Inevitably, this raises the question of how a machine learning application can become transparent without reducing its predictive performance.
How to overcome the transparency issue within machine learning?
Currently, researchers and engineers put a lot of effort into developing methods for making machine learning applications more interpretable and comprehensive. Lately, the most popular of those methods is model agnostic. A model-agnostic method is applied to any type of predictive model without relying on the model’s internal architecture.
Looking back to our movie review example we can apply one of the most popular model agnostic techniques for interpreting machine learning models called SHAP (Shapley Additive exPlanations). A simplified version of how SHAP can make our movie review application more transparent and interpretable is described in the following steps:
Hide a random word from the movie review text
Make a prediction using the machine learning model
Keep track of the decisions the model made
Repeat the process multiple times by randomly hiding words or phrases
Combine all the predictions by checking which words had the most impact on the prediction By following the above steps we end up with a list of words/phrases and their impact on the final prediction, ultimately presented with an explanation of how the machine learning model works. The same steps can also be applied to any kind of model with any type of data, for tabular data the words become columns, and for images the words become pixels.

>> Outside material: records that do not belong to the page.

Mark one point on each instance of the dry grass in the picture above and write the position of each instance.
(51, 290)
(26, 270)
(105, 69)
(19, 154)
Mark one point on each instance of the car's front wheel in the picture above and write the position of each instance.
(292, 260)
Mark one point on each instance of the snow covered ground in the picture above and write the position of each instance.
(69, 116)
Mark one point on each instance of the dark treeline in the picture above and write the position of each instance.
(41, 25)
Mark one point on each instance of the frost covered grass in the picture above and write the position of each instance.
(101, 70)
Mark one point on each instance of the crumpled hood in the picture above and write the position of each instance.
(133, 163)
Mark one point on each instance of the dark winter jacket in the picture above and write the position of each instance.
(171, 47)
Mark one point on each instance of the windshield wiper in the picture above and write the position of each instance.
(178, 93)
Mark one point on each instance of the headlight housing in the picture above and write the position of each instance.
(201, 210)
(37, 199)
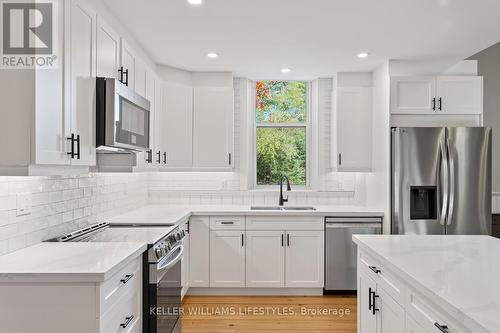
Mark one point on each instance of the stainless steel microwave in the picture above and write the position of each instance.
(122, 116)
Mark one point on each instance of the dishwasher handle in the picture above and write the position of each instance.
(353, 225)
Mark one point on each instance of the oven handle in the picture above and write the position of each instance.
(167, 264)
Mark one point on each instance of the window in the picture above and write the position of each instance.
(281, 119)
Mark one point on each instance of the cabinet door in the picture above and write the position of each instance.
(265, 259)
(185, 265)
(460, 94)
(227, 259)
(128, 61)
(413, 95)
(213, 128)
(177, 125)
(304, 265)
(199, 252)
(354, 129)
(108, 50)
(82, 80)
(367, 321)
(390, 315)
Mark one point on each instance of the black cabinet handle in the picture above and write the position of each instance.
(127, 278)
(442, 328)
(149, 156)
(78, 147)
(72, 139)
(127, 322)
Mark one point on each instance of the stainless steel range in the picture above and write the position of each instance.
(161, 268)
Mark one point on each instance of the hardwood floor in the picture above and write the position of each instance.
(267, 314)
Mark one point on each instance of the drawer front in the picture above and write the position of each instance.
(227, 222)
(128, 280)
(428, 316)
(384, 278)
(125, 316)
(285, 223)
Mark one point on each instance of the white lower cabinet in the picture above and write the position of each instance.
(265, 259)
(387, 303)
(227, 258)
(199, 250)
(304, 259)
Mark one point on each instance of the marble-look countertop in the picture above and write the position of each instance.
(457, 272)
(68, 262)
(170, 214)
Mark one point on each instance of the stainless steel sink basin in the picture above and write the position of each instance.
(278, 208)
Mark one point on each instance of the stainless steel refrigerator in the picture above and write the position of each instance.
(441, 180)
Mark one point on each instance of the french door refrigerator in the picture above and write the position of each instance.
(441, 180)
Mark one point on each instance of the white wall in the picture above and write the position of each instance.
(378, 181)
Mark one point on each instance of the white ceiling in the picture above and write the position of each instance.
(256, 38)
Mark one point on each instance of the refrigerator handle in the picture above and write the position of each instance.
(445, 174)
(451, 168)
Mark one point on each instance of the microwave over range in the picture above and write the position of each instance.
(122, 117)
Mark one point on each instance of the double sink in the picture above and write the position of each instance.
(281, 208)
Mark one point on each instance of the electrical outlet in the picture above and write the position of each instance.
(23, 204)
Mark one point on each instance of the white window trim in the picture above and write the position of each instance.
(309, 129)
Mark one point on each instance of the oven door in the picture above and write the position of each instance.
(165, 293)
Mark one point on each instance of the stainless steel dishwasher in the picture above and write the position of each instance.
(340, 251)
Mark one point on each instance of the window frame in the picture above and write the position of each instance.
(307, 125)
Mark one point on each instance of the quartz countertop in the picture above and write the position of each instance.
(170, 214)
(68, 262)
(457, 272)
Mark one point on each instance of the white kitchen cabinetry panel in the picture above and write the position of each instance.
(82, 67)
(128, 62)
(413, 94)
(199, 250)
(177, 125)
(213, 128)
(354, 119)
(227, 258)
(108, 50)
(304, 259)
(460, 94)
(265, 259)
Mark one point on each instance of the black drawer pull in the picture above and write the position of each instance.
(127, 278)
(442, 328)
(127, 322)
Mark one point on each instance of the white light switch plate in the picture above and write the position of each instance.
(23, 204)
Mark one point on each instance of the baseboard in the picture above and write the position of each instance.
(255, 291)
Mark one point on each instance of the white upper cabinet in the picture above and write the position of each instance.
(304, 259)
(227, 258)
(413, 95)
(457, 95)
(108, 50)
(82, 79)
(354, 129)
(177, 125)
(460, 94)
(128, 62)
(265, 259)
(213, 128)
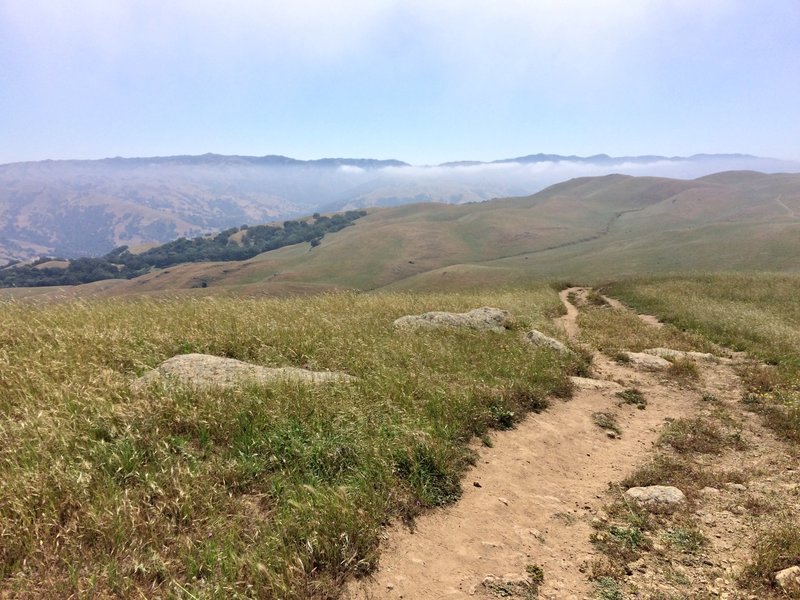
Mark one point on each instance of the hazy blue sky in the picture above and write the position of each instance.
(424, 81)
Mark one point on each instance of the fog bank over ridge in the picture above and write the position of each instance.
(87, 207)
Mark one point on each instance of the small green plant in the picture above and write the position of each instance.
(535, 576)
(607, 421)
(777, 549)
(684, 369)
(698, 435)
(633, 396)
(685, 539)
(607, 588)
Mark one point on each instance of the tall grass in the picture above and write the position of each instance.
(758, 314)
(264, 491)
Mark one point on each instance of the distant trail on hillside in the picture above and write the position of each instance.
(602, 233)
(789, 210)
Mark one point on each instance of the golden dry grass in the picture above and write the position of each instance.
(264, 491)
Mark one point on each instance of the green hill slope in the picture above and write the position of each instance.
(591, 228)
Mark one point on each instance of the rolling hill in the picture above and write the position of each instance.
(590, 228)
(85, 208)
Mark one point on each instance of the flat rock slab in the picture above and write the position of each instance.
(204, 371)
(672, 354)
(485, 318)
(586, 383)
(656, 496)
(647, 361)
(537, 338)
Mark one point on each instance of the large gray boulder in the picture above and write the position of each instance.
(485, 318)
(789, 580)
(537, 338)
(656, 496)
(671, 354)
(202, 371)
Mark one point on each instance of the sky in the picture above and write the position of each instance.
(424, 81)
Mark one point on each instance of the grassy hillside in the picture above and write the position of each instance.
(592, 229)
(267, 491)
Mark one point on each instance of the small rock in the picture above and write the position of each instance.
(586, 383)
(678, 354)
(655, 496)
(204, 371)
(485, 318)
(537, 338)
(735, 487)
(789, 579)
(647, 361)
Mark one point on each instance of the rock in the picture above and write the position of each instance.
(789, 579)
(735, 487)
(585, 383)
(656, 496)
(485, 318)
(540, 340)
(647, 361)
(203, 371)
(678, 354)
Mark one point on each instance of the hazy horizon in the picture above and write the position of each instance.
(425, 83)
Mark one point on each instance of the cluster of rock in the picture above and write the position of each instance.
(203, 371)
(484, 318)
(656, 497)
(658, 359)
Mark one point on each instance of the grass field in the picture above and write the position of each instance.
(268, 491)
(760, 315)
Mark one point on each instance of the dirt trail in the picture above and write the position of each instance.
(531, 497)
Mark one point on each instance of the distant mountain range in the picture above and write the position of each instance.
(76, 208)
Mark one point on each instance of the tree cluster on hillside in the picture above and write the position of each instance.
(121, 263)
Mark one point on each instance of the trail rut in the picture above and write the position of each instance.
(530, 499)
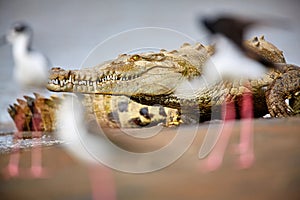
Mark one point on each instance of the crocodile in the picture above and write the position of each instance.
(140, 90)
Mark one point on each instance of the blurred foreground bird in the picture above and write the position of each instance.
(31, 67)
(232, 61)
(86, 147)
(30, 72)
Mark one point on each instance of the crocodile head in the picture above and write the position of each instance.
(147, 73)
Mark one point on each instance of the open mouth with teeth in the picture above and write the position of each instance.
(86, 81)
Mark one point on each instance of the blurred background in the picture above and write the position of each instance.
(66, 31)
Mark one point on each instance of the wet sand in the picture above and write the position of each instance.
(275, 174)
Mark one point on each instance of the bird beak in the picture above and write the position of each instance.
(3, 40)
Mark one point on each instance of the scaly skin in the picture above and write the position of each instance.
(151, 79)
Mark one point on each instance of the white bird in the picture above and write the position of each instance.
(31, 67)
(232, 61)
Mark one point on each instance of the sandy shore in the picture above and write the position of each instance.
(275, 174)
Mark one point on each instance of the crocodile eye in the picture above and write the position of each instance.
(135, 58)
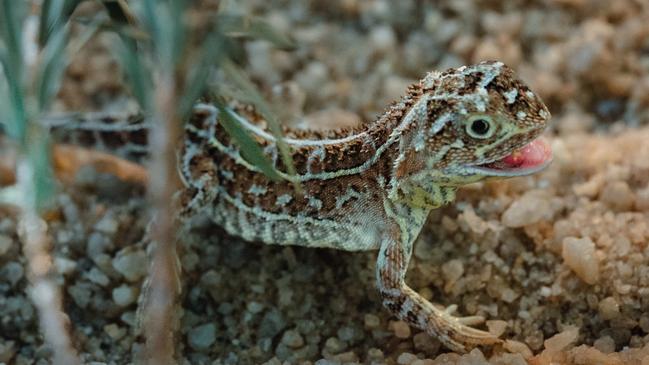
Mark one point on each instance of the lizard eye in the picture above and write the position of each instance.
(480, 127)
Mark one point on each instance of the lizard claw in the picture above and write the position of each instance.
(467, 321)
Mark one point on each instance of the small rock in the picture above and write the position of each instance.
(124, 295)
(5, 244)
(96, 276)
(382, 38)
(400, 329)
(371, 321)
(98, 243)
(131, 263)
(579, 256)
(13, 272)
(518, 348)
(200, 338)
(292, 339)
(561, 340)
(453, 270)
(107, 224)
(533, 207)
(64, 266)
(605, 344)
(608, 308)
(114, 331)
(406, 358)
(496, 327)
(618, 195)
(80, 294)
(334, 345)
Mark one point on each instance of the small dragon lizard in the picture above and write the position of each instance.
(369, 188)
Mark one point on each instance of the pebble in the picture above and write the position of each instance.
(5, 244)
(608, 308)
(292, 339)
(561, 340)
(618, 195)
(425, 343)
(107, 224)
(131, 263)
(579, 255)
(333, 345)
(64, 266)
(406, 358)
(114, 331)
(382, 38)
(96, 276)
(371, 321)
(255, 307)
(400, 328)
(13, 272)
(124, 295)
(605, 344)
(202, 337)
(530, 208)
(80, 293)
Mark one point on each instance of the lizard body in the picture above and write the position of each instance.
(370, 188)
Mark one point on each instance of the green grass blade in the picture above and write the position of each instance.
(52, 66)
(252, 96)
(137, 74)
(211, 53)
(250, 150)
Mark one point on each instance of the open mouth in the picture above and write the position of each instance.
(532, 157)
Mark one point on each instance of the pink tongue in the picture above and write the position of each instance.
(533, 154)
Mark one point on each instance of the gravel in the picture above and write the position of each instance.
(557, 261)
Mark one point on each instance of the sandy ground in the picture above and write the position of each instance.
(558, 262)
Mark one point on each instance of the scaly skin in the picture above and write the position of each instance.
(364, 189)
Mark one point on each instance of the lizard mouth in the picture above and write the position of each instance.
(531, 158)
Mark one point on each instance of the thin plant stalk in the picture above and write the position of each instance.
(164, 289)
(33, 183)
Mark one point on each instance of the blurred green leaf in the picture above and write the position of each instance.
(250, 150)
(138, 75)
(251, 27)
(250, 95)
(211, 53)
(51, 67)
(54, 60)
(11, 58)
(39, 156)
(119, 12)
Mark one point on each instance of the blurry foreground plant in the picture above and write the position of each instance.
(168, 69)
(33, 56)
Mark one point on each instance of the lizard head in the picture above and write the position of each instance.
(480, 122)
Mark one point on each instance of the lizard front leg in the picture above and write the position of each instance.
(412, 308)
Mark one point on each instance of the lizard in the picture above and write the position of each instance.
(366, 188)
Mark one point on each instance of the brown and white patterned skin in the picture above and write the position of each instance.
(365, 189)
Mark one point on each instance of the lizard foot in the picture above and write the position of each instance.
(467, 321)
(456, 333)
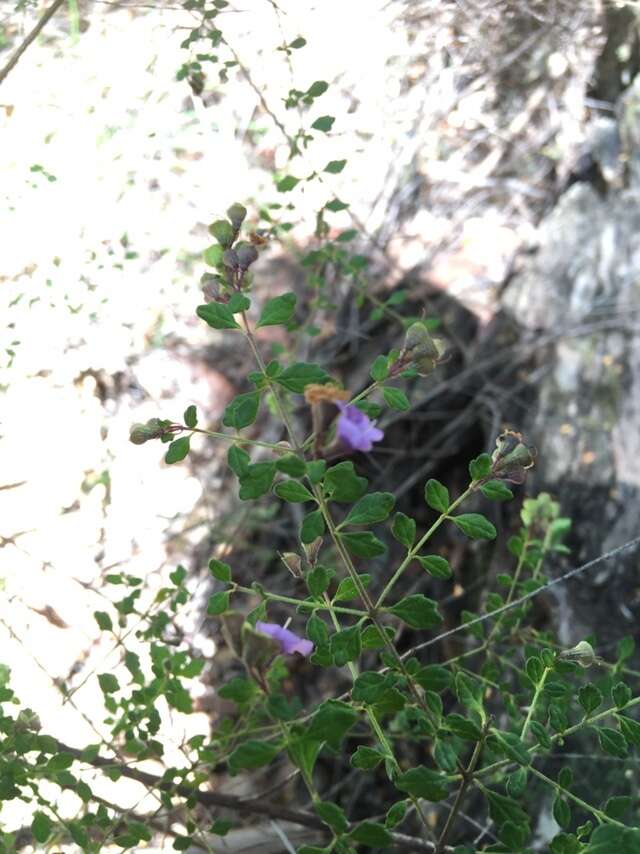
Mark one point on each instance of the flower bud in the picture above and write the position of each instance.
(223, 232)
(293, 562)
(230, 259)
(511, 457)
(247, 254)
(153, 429)
(582, 654)
(237, 214)
(423, 350)
(312, 550)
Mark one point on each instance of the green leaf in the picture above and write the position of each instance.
(366, 758)
(609, 838)
(292, 465)
(423, 783)
(517, 783)
(437, 495)
(178, 450)
(503, 809)
(108, 683)
(621, 694)
(252, 754)
(238, 460)
(317, 631)
(217, 315)
(475, 525)
(303, 752)
(435, 565)
(323, 123)
(630, 729)
(223, 232)
(404, 530)
(372, 834)
(242, 410)
(612, 742)
(213, 255)
(396, 814)
(332, 722)
(318, 88)
(417, 611)
(293, 491)
(346, 646)
(41, 826)
(318, 579)
(103, 620)
(511, 746)
(336, 205)
(278, 310)
(589, 698)
(542, 736)
(363, 544)
(315, 470)
(480, 467)
(286, 184)
(298, 376)
(380, 368)
(238, 690)
(191, 416)
(396, 399)
(347, 588)
(59, 762)
(312, 526)
(463, 727)
(220, 570)
(445, 756)
(496, 491)
(369, 687)
(238, 302)
(373, 508)
(335, 166)
(257, 480)
(332, 815)
(625, 648)
(218, 603)
(341, 483)
(618, 806)
(562, 812)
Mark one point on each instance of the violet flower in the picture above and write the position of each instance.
(289, 642)
(355, 429)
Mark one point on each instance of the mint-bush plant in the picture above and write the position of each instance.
(486, 727)
(461, 750)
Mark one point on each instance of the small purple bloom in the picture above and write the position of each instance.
(289, 642)
(355, 429)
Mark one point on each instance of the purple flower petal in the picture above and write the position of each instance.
(355, 429)
(289, 641)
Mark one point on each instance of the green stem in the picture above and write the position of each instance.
(601, 816)
(301, 603)
(414, 551)
(534, 701)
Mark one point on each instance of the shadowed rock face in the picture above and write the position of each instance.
(582, 291)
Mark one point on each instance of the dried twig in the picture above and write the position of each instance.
(33, 35)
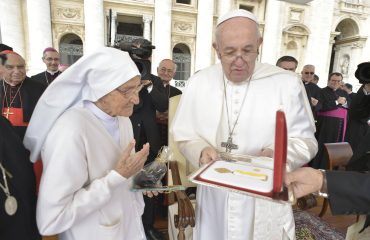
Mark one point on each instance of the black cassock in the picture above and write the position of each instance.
(331, 122)
(163, 122)
(26, 99)
(358, 134)
(15, 159)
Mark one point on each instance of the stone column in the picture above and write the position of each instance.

Embracing transparency in the AI system
As the world of artificial intelligence and machine learning continues to advance, the need for transparency in these technologies becomes increasingly evident. While traditional algorithms offer a clear and straightforward path from design to deployment, modern machine learning systems often operate as enigmatic black boxes, making it challenging for stakeholders to understand how decisions are reached.
Yet, the accuracy and effectiveness of these systems cannot be denied. The solution lies in embracing model-agnostic techniques like SHAP (Shapley Additive exPlanations), which allow us to demystify machine learning models and make them more transparent without compromising their predictive performance. In our trust automation platform, this is at the core of all AI-powered systems.
As we navigate this journey towards transparency, we ensure fairness, mitigate bias, and uphold the standards set by regulators. In the ever-evolving landscape of AI development, transparency isn't just a choice – it's a necessity. It's a commitment to building a future where technology serves us with clarity and integrity.